La mémoire commune fait du roi de Macédoine Alexandre le Grand (356-323 avant notre ère) l’un des plus grands empereurs de tous les temps. Mais une tradition qui s’est épanouie en Orient en a aussi fait un roi sacré, et même un prophète, jusqu’à figurer dans le Coran.

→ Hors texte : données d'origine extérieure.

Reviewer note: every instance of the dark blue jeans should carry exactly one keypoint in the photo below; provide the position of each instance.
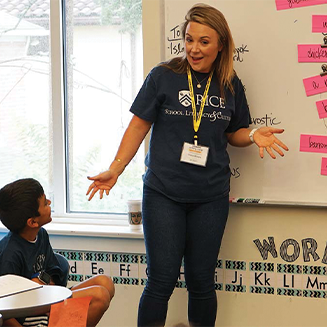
(174, 230)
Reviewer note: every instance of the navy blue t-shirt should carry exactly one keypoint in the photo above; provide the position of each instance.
(23, 258)
(164, 99)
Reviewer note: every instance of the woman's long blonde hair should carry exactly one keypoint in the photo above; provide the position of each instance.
(212, 17)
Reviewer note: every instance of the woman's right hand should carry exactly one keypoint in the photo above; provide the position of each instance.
(102, 182)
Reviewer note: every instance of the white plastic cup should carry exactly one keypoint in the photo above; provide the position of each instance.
(134, 214)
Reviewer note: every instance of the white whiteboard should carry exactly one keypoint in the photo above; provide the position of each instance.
(273, 79)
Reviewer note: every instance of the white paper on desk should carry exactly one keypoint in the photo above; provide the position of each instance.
(13, 284)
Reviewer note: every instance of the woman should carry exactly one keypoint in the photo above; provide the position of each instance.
(195, 105)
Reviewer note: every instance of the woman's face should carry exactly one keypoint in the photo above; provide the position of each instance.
(202, 46)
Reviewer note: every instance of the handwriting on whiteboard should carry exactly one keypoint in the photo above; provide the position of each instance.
(313, 143)
(319, 23)
(322, 108)
(175, 45)
(311, 53)
(315, 85)
(289, 4)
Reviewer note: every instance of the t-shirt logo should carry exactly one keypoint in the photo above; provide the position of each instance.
(184, 98)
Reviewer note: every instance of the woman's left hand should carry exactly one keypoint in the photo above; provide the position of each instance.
(264, 138)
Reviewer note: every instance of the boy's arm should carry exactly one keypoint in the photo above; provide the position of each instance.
(11, 322)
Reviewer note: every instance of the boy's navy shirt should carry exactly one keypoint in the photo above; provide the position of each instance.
(164, 99)
(23, 258)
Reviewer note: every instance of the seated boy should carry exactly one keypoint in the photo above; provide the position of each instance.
(26, 250)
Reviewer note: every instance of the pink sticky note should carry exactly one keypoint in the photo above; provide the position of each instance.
(315, 85)
(319, 23)
(313, 143)
(289, 4)
(311, 53)
(322, 108)
(70, 312)
(324, 166)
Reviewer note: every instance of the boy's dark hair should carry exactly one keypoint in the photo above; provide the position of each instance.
(19, 201)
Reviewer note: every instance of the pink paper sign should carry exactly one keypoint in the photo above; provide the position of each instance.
(313, 143)
(322, 108)
(311, 53)
(289, 4)
(315, 85)
(324, 166)
(319, 23)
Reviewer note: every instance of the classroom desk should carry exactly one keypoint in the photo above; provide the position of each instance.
(34, 302)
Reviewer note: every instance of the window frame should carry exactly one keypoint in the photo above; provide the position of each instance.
(59, 124)
(153, 52)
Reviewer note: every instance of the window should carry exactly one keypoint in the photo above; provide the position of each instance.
(102, 72)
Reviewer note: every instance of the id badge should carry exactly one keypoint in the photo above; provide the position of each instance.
(194, 154)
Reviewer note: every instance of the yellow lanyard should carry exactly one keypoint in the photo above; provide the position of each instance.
(197, 117)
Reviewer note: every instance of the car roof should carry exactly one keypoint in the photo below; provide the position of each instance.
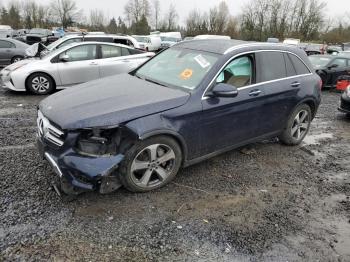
(98, 35)
(223, 46)
(332, 56)
(96, 43)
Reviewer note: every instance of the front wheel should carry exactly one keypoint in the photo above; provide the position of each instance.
(298, 126)
(40, 84)
(150, 164)
(16, 59)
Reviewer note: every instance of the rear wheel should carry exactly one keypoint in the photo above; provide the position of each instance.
(40, 84)
(150, 164)
(298, 126)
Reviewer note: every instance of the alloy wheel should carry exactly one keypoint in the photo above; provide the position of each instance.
(152, 165)
(40, 84)
(17, 59)
(300, 125)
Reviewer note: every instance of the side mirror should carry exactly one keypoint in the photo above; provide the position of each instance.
(64, 58)
(224, 90)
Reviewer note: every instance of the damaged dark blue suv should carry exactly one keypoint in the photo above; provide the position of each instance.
(190, 102)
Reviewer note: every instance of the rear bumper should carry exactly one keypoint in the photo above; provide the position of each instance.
(78, 173)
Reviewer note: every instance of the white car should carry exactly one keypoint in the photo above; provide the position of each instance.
(92, 37)
(73, 64)
(148, 42)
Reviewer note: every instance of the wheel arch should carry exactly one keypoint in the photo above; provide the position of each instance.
(172, 134)
(40, 72)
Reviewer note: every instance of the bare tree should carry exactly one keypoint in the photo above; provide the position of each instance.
(135, 9)
(156, 12)
(66, 11)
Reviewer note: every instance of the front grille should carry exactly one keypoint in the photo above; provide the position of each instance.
(49, 132)
(345, 105)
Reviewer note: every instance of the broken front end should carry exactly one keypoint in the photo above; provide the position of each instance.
(84, 159)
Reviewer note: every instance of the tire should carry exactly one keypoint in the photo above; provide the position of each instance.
(40, 84)
(298, 126)
(142, 169)
(16, 59)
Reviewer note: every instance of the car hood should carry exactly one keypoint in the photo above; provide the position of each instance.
(109, 102)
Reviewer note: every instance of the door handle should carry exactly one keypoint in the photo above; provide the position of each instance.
(295, 84)
(255, 92)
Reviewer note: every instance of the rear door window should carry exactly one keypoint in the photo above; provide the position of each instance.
(109, 51)
(289, 65)
(69, 41)
(100, 39)
(299, 66)
(271, 66)
(238, 73)
(81, 53)
(340, 62)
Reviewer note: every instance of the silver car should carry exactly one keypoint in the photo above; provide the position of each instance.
(11, 51)
(71, 65)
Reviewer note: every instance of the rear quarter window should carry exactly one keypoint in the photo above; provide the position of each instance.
(289, 65)
(299, 66)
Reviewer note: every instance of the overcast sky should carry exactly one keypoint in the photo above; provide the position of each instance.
(116, 7)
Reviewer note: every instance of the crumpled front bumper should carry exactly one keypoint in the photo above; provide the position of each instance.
(78, 173)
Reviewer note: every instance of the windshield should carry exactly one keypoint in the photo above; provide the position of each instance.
(177, 67)
(319, 61)
(142, 39)
(38, 31)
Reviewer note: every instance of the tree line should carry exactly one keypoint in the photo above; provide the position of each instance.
(259, 19)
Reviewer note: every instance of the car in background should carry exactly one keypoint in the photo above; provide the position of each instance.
(79, 37)
(11, 51)
(291, 41)
(334, 49)
(272, 40)
(191, 102)
(168, 41)
(71, 65)
(218, 37)
(38, 35)
(344, 106)
(188, 38)
(330, 67)
(148, 42)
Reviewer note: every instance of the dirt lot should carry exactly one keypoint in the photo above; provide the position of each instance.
(265, 202)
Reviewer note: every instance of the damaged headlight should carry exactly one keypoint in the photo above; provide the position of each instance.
(99, 141)
(347, 91)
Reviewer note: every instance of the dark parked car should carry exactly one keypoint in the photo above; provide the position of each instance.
(38, 35)
(192, 101)
(345, 101)
(330, 68)
(11, 51)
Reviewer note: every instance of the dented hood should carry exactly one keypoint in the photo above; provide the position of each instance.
(109, 102)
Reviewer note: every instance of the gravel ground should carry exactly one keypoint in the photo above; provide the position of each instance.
(264, 202)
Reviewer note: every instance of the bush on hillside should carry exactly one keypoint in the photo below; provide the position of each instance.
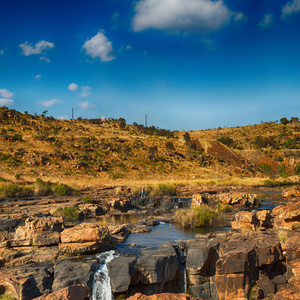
(67, 213)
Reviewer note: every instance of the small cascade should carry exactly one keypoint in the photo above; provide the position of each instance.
(101, 284)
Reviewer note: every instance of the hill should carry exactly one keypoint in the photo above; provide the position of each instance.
(90, 152)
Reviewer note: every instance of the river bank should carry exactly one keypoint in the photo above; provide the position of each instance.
(41, 254)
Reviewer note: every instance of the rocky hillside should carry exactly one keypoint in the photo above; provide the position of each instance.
(93, 151)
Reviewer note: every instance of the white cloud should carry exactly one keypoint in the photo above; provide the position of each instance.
(290, 8)
(267, 21)
(45, 59)
(48, 103)
(72, 87)
(99, 46)
(182, 15)
(29, 49)
(5, 102)
(6, 93)
(85, 91)
(86, 105)
(63, 118)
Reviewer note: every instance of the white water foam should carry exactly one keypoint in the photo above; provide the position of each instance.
(101, 284)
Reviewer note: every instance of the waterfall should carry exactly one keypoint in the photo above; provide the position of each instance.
(101, 284)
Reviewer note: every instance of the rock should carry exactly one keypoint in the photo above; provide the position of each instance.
(245, 220)
(265, 219)
(73, 272)
(140, 228)
(86, 238)
(291, 194)
(201, 257)
(119, 232)
(152, 223)
(198, 200)
(44, 231)
(18, 256)
(121, 272)
(239, 198)
(84, 232)
(163, 296)
(122, 204)
(155, 271)
(26, 282)
(289, 213)
(91, 210)
(74, 292)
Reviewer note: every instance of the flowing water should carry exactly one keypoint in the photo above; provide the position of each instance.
(164, 232)
(101, 284)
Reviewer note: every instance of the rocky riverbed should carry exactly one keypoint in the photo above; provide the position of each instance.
(43, 256)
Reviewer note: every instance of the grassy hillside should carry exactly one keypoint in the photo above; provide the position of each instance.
(90, 152)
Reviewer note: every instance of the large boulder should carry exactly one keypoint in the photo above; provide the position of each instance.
(74, 292)
(201, 258)
(122, 272)
(238, 198)
(287, 217)
(163, 296)
(26, 282)
(155, 271)
(90, 210)
(245, 221)
(44, 231)
(72, 272)
(85, 238)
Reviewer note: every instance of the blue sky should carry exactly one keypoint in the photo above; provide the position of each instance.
(187, 64)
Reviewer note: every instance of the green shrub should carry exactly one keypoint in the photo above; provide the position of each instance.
(297, 170)
(68, 213)
(42, 188)
(7, 297)
(186, 218)
(87, 199)
(164, 190)
(14, 191)
(270, 183)
(204, 216)
(63, 190)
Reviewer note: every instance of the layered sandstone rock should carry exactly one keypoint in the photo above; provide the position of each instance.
(74, 292)
(85, 238)
(153, 272)
(164, 296)
(238, 198)
(42, 231)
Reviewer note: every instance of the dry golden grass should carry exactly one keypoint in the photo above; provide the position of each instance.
(107, 146)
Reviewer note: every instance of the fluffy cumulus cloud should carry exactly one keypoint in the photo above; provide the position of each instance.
(85, 91)
(49, 103)
(6, 102)
(45, 59)
(290, 8)
(182, 15)
(267, 21)
(38, 48)
(86, 105)
(6, 93)
(99, 46)
(5, 97)
(72, 87)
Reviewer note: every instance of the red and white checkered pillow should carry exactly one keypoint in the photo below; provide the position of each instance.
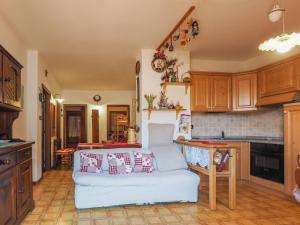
(119, 163)
(143, 162)
(90, 162)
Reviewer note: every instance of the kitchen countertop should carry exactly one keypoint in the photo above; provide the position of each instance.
(268, 140)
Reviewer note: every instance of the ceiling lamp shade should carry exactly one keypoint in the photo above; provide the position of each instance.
(284, 42)
(58, 98)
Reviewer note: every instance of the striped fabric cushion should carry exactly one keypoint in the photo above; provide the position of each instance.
(119, 163)
(90, 162)
(143, 162)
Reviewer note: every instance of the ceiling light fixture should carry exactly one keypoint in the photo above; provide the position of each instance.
(58, 98)
(284, 42)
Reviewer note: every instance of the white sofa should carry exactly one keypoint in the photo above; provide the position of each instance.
(170, 184)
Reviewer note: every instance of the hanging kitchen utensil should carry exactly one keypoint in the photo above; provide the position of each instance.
(195, 28)
(171, 47)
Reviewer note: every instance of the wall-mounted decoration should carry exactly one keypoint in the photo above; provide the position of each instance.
(159, 62)
(150, 99)
(184, 123)
(186, 28)
(97, 99)
(137, 67)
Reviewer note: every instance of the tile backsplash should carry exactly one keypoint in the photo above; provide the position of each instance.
(266, 122)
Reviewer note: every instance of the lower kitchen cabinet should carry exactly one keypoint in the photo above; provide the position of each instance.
(16, 198)
(8, 187)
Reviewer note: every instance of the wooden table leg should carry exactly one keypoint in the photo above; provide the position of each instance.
(232, 179)
(212, 182)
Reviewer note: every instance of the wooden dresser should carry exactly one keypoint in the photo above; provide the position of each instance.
(15, 182)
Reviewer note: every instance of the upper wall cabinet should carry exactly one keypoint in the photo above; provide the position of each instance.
(244, 91)
(210, 92)
(278, 83)
(10, 82)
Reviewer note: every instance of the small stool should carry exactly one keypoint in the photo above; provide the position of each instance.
(64, 157)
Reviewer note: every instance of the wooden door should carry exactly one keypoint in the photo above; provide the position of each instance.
(95, 125)
(279, 79)
(8, 197)
(291, 144)
(24, 196)
(74, 125)
(46, 129)
(201, 93)
(11, 83)
(244, 91)
(221, 93)
(113, 111)
(1, 78)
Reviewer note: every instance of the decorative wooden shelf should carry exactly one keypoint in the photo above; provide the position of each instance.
(164, 110)
(186, 84)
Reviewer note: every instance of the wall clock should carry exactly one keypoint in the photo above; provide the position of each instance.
(158, 64)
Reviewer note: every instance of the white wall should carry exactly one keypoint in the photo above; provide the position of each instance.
(27, 126)
(150, 84)
(108, 98)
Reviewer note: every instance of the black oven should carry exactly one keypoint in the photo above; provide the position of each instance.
(267, 161)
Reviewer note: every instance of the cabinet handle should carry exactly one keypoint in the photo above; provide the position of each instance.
(7, 79)
(5, 162)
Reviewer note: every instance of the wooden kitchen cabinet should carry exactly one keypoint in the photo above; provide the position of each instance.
(16, 198)
(221, 93)
(291, 144)
(8, 186)
(201, 93)
(210, 92)
(1, 79)
(244, 91)
(279, 83)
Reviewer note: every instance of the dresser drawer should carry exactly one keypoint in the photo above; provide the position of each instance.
(7, 161)
(24, 154)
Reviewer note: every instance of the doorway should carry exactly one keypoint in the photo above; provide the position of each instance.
(117, 131)
(46, 129)
(74, 125)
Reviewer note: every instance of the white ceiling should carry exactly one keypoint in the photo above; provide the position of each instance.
(93, 44)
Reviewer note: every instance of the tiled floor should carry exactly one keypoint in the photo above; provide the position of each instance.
(54, 204)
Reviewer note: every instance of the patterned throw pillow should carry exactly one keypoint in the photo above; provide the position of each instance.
(119, 163)
(143, 162)
(90, 162)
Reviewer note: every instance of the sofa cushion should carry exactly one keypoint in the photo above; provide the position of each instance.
(169, 157)
(160, 134)
(143, 162)
(119, 163)
(135, 179)
(105, 166)
(90, 162)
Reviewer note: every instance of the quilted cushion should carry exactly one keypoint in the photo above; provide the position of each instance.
(90, 162)
(143, 162)
(119, 163)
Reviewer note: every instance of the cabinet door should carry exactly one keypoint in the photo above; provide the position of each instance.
(221, 93)
(279, 79)
(291, 145)
(244, 92)
(1, 78)
(24, 197)
(8, 197)
(201, 93)
(11, 83)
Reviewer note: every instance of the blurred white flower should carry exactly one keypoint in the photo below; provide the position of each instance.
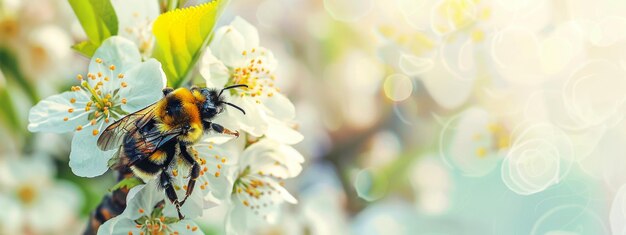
(234, 57)
(148, 213)
(258, 191)
(135, 22)
(618, 212)
(46, 53)
(118, 83)
(541, 155)
(474, 142)
(432, 185)
(32, 202)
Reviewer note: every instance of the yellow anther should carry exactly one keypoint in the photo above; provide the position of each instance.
(481, 152)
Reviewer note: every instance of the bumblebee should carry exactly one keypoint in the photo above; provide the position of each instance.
(151, 139)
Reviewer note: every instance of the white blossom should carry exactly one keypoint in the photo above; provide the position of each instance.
(118, 83)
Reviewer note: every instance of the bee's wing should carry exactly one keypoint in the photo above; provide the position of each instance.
(146, 142)
(113, 136)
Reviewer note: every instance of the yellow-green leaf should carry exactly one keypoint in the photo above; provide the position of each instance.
(180, 36)
(99, 21)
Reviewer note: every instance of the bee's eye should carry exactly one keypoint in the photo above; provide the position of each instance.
(205, 92)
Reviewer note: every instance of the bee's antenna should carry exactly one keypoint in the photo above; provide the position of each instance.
(234, 106)
(231, 87)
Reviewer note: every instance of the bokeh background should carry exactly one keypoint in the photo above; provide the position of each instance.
(419, 116)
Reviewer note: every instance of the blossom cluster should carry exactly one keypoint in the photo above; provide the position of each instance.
(246, 174)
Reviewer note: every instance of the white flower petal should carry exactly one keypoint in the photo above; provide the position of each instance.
(279, 106)
(618, 212)
(249, 32)
(236, 219)
(272, 158)
(48, 115)
(182, 227)
(145, 83)
(214, 72)
(86, 159)
(281, 132)
(228, 45)
(12, 215)
(253, 121)
(118, 225)
(144, 200)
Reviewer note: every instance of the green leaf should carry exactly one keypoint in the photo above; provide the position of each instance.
(99, 21)
(180, 36)
(127, 183)
(86, 48)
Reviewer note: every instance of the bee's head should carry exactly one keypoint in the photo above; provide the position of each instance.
(214, 101)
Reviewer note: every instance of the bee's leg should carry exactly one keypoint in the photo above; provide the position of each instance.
(167, 90)
(166, 183)
(195, 171)
(220, 129)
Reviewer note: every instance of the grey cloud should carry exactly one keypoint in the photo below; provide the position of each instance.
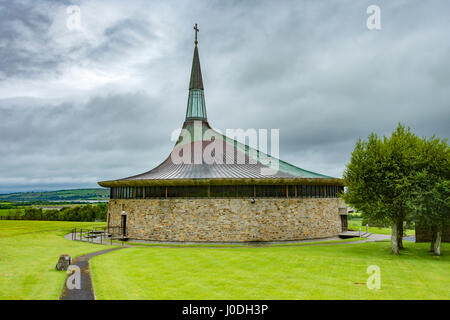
(311, 69)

C’est ce que démontre le passionnant volume que lui consacre la titulaire de la chaire des christianismes orientaux de l’Ecole pratique des hautes études (EPHE, Paris), Muriel Debié, qui a traduit et commenté ce corpus évoquant ce souverain en syriaque, langue qui fit l’intermédiaire du grec vers l’arabe et le persan.
La postérité en Orient d’Alexandre le Grand repose avant tout sur la circulation d’un texte : le « Roman d’Alexandre ». De quoi s’agit-il ?
Muriel Debié : Le Roman d’Alexandre est un best-seller de l’Antiquité ! On pense que le texte originel, qui raconte la vie de ce roi, déjà légendaire en son temps, à partir de la trame réelle de sa vie en y ajoutant des épisodes fantaisistes ou romanesques, a été produit au IIe siècle avant notre ère, probablement en Egypte – la plus ancienne version qui nous est parvenue, rédigée en grec, date du Ier siècle.
L’immense succès du Roman s’explique sûrement par sa capacité à produire du rêve sur ce personnage historique, en racontant sur un mode extraordinaire ses rencontres avec des peuples, des plantes et des animaux des confins, en particulier tout au long de son voyage vers l’Inde. Le texte a voyagé de l’Europe à l’Asie, connaissant une multitude de traductions et d’adaptations, jusqu’à se retrouver en ancien français.
Pourquoi la réception et l’influence du « Roman d’Alexandre » en langue syriaque, à laquelle vous vous intéressez dans votre ouvrage, est-elle particulièrement importante ?
La traduction en syriaque, qui est une forme d’araméen originaire de Mésopotamie du Nord (sud-est de la Turquie actuelle), est décisive, car elle a constitué la voie de passage du récit vers l’arabe et le persan. Le syriaque joue en ce sens un rôle d’intermédiaire entre le monde chrétien et ce qui deviendra le monde musulman.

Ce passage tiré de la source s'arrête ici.